Thermo Fisher Scientific Inc. has a market cap of $22.45 billion; its shares were traded at around $54.83 with a P/E ratio of 16.8 and P/S ratio of 2.2. Thermo Fisher Scientific Inc. had an annual average earning growth of 10.8% over the past 10 years.TMO is in the portfolios of John Griffin of Blue Ridge Capital, Robert Olstein of Olstein Financial Alert Fund, Manning & Napier Advisors, Inc, John Rogers of ARIEL CAPITAL MANAGEMENT LLC, Paul Tudor Jones of The Tudor Group, Ron Baron of Baron Funds, John Buckingham of Al Frank Asset Management, Inc., Jeremy Grantham of GMO LLC, Steven Cohen of SAC Capital Advisors, George Soros of Soros Fund Management LLC, Dodge & Cox, Jean-Marie Eveillard of Arnhold & S. Bleichroeder Advisers, LLC.

Highlight of Business Operations:

Consolidated working capital was $2.75 billion at April 3, 2010, compared with $2.89 billion at December 31, 2009. Included in working capital were cash, cash equivalents and short-term investments of $1.44 billion at April 3, 2010 and $1.57 billion at December 31, 2009.

Cash provided by operating activities was $343 million during the first three months of 2010. Increases in accounts receivable and inventory used cash of $102 million and $35 million, respectively, primarily to support growth in sales. An increase in accounts payable provided cash of $74 million, primarily due to the timing of payments. Cash payments for income taxes totaled $52 million in the first three months of 2010. The company expects that for all of 2010, cash payments for income taxes will approximate $375 - $425 million. Payments for restructuring actions, principally severance costs and lease and other expenses of real estate consolidation, used cash of $12 million during the first three months of 2010.

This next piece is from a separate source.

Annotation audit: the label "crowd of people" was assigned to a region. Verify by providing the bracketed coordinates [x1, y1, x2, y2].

During the first three months of 2010, the company s primary investing activities included acquisitions and the purchase of property, plant and equipment. The company expended $229 million for acquisitions and $51 million for purchases of property, plant and equipment. In April 2010, the company acquired a supplier of products for proteomics analysis for approximately $40 million in cash and contingent future payments of up to $2 million.

The company s financing activities used $178 million of cash during the first three months of 2010, principally for the extinguishment of debt. The company s financing activities included $27 million of proceeds of employee stock option exercises. On April 19, 2010, the Board of Directors authorized the repurchase of up to $750 million of the company s common stock through April 18, 2011. On April 27, 2010, the company issued $450 million principal amount of 3.20% Senior Notes due 2015 and $300 million principal amount of 4.70% Senior Notes due 2020.

As of April 3, 2010, the company s outstanding debt totaled $2.07 billion, of which approximately $0.54 billion is convertible debt, at conversion prices ranging from $23.73 to $40.20 per share. Upon an investor s election to convert, the company is required to pay the principal portion of these debentures in cash, and the balance of the conversion value in either cash or stock, at the company's election. On April 20, 2010, the company announced that it will redeem all of its Floating Rate Convertible Debentures due 2033 that remain outstanding on May 10, 2010. The company expects that the holders will convert their Floating Rate Convertible Debentures prior to the redemption date. The company intends to use the proceeds from the $750 million senior notes issued on April 27, 2010 to fund the conversions/redemption of the $174 million principal value of the Floating Rate Convertible Debentures that was outstanding on April 20, 2010 (Note 8). The company expects the total cash outlay for the conversion/redemption of the Floating Rate Convertible Debentures, including premium, will be approximately $315 million, a portion of which will be funded from existing cash balances. For holders electing to convert any of the company s other convertible debentures in 2010, the company intends to draw on its revolving credit facility to fund any principal payments in excess of $100 million which has been classified as a current liability in the accompanying balance sheet. The facility is an unsecured revolving credit agreement expiring in 2012 with available capacity of $944 million at April 3, 2010. The company also announced its intention to use the proceeds of the senior notes issued in April 2010 to redeem all outstanding 6 1/8% Senior Subordinated Notes on July 1, 2010. The outstanding principal value of the 6 1/8% Senior Subordinated Notes on May 6, 2010 was $500 million.

Cash provided by operating activities was $359 million during the first three months of 2009. A decrease in accounts receivable and an increase in accounts payable provided cash of $29 million and $81 million, respectively. The decrease in accounts receivable was primarily a result of lower sales in the first quarter of 2009 than in the fourth quarter of 2008. The increase in accounts payable partially reversed a decrease that occurred in 2008 and was due primarily to the timing of payments. A decrease in other liabilities used cash of $77 million, primarily as a result of annual incentive compensation, interest and restructuring payments. Cash payments for income taxes totaled $21 million in the first three months of 2009.